The FR-Wikipedia corpus has been extracted from the last static HTML dump (18/06/2008)
available at: http://dumps.wikimedia.org/.
This dump has been minimally processed to extract only text parts from the articles.
The sommaire (table of contents) box have been removed, as well as the Voir aussi (see also) sections.
The notes sections remain.
The corpus has been lemmatized and pos-tagged with
TreeTagger, from the Stuttgart University.
This corpus, as the Wikipedia encyclopedia from which it has been extracted, is available under the
Creative Commons By-SA licence (Attribution - Share alike).
Download
Raw text corpus [.txt.7z] (433 MB).
File format: each article starts with a line such as: <#id_num>
where id_num is a unique identifier.
Text with initial tabular layouts appears with the | (pipe) character instead of column breaks.

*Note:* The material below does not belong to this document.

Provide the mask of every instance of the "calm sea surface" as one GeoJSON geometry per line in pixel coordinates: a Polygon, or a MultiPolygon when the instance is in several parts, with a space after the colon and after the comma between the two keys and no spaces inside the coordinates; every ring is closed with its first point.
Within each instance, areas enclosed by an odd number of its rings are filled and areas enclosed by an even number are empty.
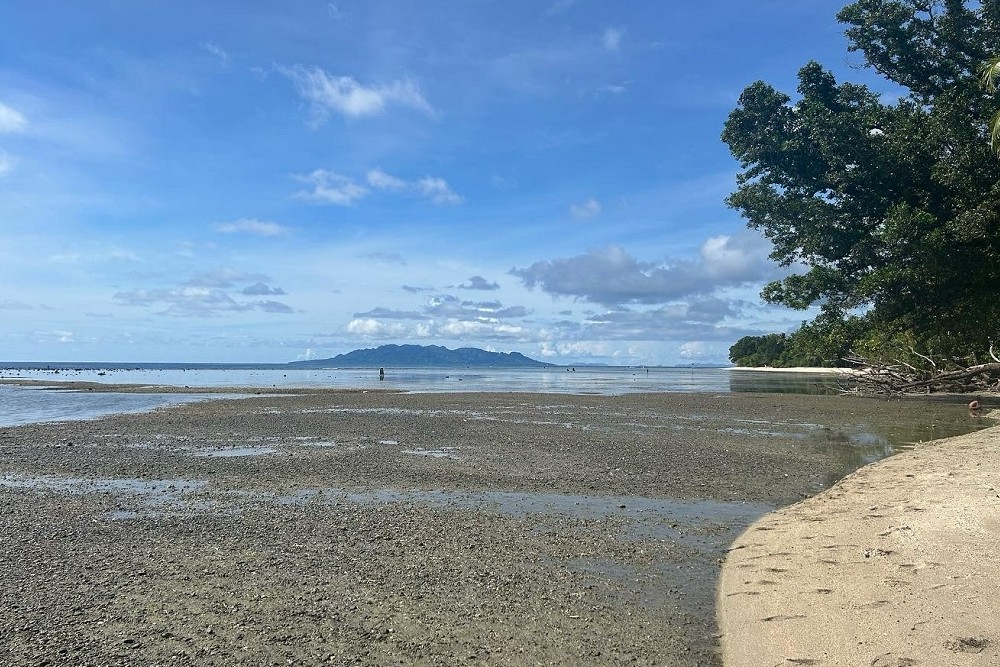
{"type": "MultiPolygon", "coordinates": [[[[731,371],[725,368],[386,368],[295,369],[283,365],[40,364],[0,362],[0,378],[163,387],[344,388],[411,392],[626,394],[635,392],[829,393],[828,375],[731,371]]],[[[93,419],[219,396],[114,393],[0,385],[0,426],[93,419]]]]}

POS-tagged corpus [.tag.7z] (612 MB).
File format: each article starts with a line such as: <#id_num>
where id_num is a unique identifier.
Other lines have the following format (1 token per line): Wordform \t POS \t Lemma.
Meta-data [.txt.7z] (12 MB):
for each article, referred by its identifier, is mentioned its title and the number of words extracted.
The article's categories are also provided. Information is organised as follow:
File
Format
wikipediaArticles.txt
article's id, article's title, number of tokens
wikipediaCategories.txt
category unique id, category title
wikipediaArticlesCategorie.txt
article id, category id
A <articleId, categoryId> line means that the article with id articleId
belongs to the category with id categoryId.
It is often the case that an article belong to several categories.
Frequency Table [.txt.7z] (16 MB):
gives for each inflected form found in the corpus its number of occurrences.
This file has been built by using a script program taken from the book by Ludovic Tanguy and Nabil Hathout:
Perl pour les linguistes.
Is is available from the perl.linguistes.free.fr website.